• Dispatches Women Only Jihad (UK). Trailer http://www.veoh.com/watch/v2381067BQsqDBR
A documentary following the dramatic story of MPACUK’s campaign for women’s rights in the mosques. While women have always worshipped at the holy mosques at Mecca, Medina and Jerusalem, around 60% of British Mosques totally exclude women. And only a handful allow women a real say in decision-making. Never before has a Muslim group openly challenged this situation and demanded that the example of the Prophet (PBUH), giving women full access to the mosques, must be followed in 21st Century Britain. Muslim sisters in MPACUK, supported by our brothers, have been taking this call to mosque leaders and the public – in phone calls and meetings, and with leaflets and petitions. We’ve had mosque doors slammed in our faces and even had eggs thrown at us for simply raising this issue. But we’ve also found huge support from the Muslim public in backing petitions for women’s access to our mosques. Women’s empowerment within the mosques is an essential strand in MPACUK’s vision for our mosques as grassroots institutions, fulfilling their role as active centres for the whole community – rather than mere prayer halls or men’s clubs. A new generation of young, educated Muslim women is taking up this challenge, and Channel 4’s Dispatches documentary will offer a unique insight into the changing dynamics of our communities.
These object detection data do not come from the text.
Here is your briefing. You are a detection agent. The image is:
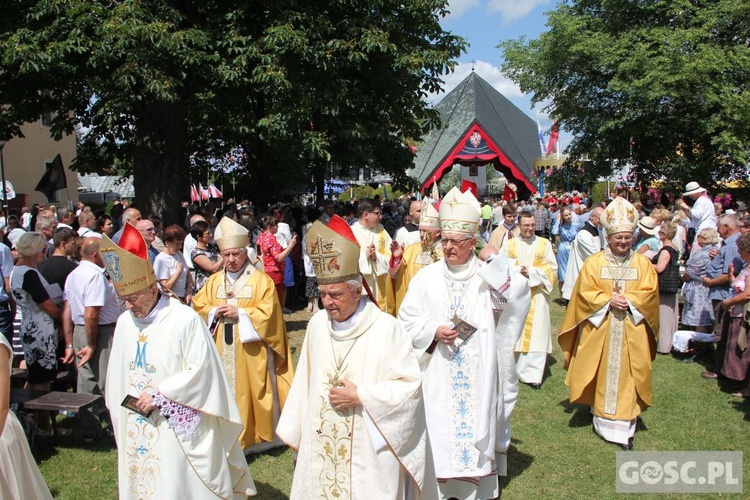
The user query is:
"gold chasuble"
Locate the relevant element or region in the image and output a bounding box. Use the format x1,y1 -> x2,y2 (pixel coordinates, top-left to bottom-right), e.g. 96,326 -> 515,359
501,236 -> 557,352
193,265 -> 294,453
386,241 -> 443,317
558,248 -> 659,421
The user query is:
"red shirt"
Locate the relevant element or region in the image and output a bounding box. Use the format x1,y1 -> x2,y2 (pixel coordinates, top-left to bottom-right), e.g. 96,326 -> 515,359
257,231 -> 285,273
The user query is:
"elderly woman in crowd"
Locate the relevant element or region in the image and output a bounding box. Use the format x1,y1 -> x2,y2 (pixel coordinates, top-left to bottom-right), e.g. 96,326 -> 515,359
557,208 -> 578,296
651,222 -> 682,354
96,214 -> 115,238
633,217 -> 660,258
257,215 -> 297,304
721,235 -> 750,397
10,231 -> 61,436
190,220 -> 224,296
682,228 -> 719,333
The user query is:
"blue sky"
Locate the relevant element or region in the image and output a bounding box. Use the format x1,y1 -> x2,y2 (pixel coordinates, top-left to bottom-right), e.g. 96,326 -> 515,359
437,0 -> 569,148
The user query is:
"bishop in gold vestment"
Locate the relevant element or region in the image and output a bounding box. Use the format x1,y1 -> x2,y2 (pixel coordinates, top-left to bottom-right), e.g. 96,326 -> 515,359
193,217 -> 294,454
559,198 -> 659,447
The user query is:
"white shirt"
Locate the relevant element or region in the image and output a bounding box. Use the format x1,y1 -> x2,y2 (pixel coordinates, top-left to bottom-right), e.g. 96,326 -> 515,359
182,233 -> 198,271
690,195 -> 719,233
274,222 -> 292,248
63,260 -> 122,325
154,252 -> 187,297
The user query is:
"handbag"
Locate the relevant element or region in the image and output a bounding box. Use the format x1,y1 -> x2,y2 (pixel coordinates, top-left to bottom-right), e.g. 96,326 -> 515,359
654,249 -> 682,293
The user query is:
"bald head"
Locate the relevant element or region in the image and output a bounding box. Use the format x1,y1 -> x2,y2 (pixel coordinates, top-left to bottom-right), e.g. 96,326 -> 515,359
589,207 -> 604,227
122,208 -> 141,225
135,219 -> 156,247
81,237 -> 103,267
409,201 -> 422,226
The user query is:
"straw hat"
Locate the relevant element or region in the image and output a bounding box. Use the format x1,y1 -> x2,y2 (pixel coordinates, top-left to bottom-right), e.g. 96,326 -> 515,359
638,217 -> 659,235
682,181 -> 706,196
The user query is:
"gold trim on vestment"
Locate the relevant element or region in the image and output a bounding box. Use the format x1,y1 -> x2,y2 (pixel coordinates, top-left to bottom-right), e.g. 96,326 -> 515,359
599,250 -> 638,415
216,265 -> 255,395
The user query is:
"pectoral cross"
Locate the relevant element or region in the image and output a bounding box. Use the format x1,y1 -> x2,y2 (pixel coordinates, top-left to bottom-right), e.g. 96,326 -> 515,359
451,313 -> 461,328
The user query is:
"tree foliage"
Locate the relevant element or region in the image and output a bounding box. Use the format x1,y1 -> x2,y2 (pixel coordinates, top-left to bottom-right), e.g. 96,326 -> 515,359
500,0 -> 750,193
0,0 -> 464,223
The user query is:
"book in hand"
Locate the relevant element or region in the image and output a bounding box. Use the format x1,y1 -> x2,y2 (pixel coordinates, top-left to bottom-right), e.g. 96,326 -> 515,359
120,394 -> 154,418
453,320 -> 477,342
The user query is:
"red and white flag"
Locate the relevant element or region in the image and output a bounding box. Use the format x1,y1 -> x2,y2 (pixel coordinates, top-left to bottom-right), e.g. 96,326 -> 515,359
198,182 -> 210,201
547,121 -> 560,156
208,184 -> 222,198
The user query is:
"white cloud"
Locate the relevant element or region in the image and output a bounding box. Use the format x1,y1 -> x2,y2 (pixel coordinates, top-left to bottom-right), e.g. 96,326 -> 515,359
487,0 -> 550,23
446,0 -> 481,19
427,61 -> 526,104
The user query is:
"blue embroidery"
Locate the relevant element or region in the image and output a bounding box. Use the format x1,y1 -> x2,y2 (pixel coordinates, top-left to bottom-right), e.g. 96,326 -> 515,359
130,342 -> 156,373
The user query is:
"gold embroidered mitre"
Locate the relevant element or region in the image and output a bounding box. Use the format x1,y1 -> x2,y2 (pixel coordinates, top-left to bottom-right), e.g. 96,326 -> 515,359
99,224 -> 156,297
305,215 -> 359,285
439,187 -> 480,236
214,217 -> 248,252
419,198 -> 440,229
602,196 -> 638,235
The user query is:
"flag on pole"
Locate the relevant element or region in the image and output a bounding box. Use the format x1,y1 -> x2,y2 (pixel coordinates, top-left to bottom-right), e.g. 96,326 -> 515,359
461,179 -> 479,199
546,120 -> 560,156
198,182 -> 211,201
536,120 -> 547,156
383,184 -> 391,201
430,176 -> 440,202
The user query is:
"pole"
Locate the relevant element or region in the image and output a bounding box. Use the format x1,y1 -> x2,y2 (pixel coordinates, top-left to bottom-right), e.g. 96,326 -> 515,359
0,141 -> 8,225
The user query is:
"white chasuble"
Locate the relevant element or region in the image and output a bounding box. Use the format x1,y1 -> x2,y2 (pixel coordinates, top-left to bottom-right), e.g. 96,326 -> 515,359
277,299 -> 435,499
107,296 -> 255,499
399,258 -> 529,496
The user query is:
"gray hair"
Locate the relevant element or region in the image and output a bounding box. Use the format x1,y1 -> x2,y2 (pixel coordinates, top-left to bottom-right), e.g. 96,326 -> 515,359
34,215 -> 57,231
344,275 -> 362,292
719,214 -> 740,230
16,231 -> 47,257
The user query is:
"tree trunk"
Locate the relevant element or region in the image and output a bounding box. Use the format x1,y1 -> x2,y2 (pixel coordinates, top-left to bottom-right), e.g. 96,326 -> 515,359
133,102 -> 188,227
313,159 -> 326,207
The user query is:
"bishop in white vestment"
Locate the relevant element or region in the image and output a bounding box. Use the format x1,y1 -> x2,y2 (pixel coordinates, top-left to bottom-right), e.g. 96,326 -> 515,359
276,216 -> 437,500
399,190 -> 529,499
500,212 -> 557,389
101,224 -> 256,500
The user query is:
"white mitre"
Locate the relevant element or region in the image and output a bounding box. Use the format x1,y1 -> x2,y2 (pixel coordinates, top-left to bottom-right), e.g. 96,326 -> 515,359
440,187 -> 481,236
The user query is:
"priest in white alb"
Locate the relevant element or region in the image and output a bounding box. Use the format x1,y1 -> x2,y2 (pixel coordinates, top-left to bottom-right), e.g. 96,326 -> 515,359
276,215 -> 437,500
387,198 -> 443,316
100,224 -> 255,500
562,207 -> 606,300
500,211 -> 557,389
398,188 -> 529,499
351,198 -> 391,311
• Me and the Mosque (Canada)
Me and the Mosque by Zarqa Nawaz, National Film Board of Canada
Using original animation, archival footage and personal interviews, this full-length documentary portrays the multiple relationships Canadian Muslim women entertain with Islam’s place of worship, the mosque. Islam is the fastest growing religion in the world. In North America, a large number of converts are women. Many are drawn to the religion because of its emphasis on social justice and spiritual equality between the sexes. Yet, many mosques force women to pray behind barriers, separate from men, and some do not even permit women to enter the building. Exploring all sides of the issue, the film examines the space – both physical and social – granted to women in mosques across the country.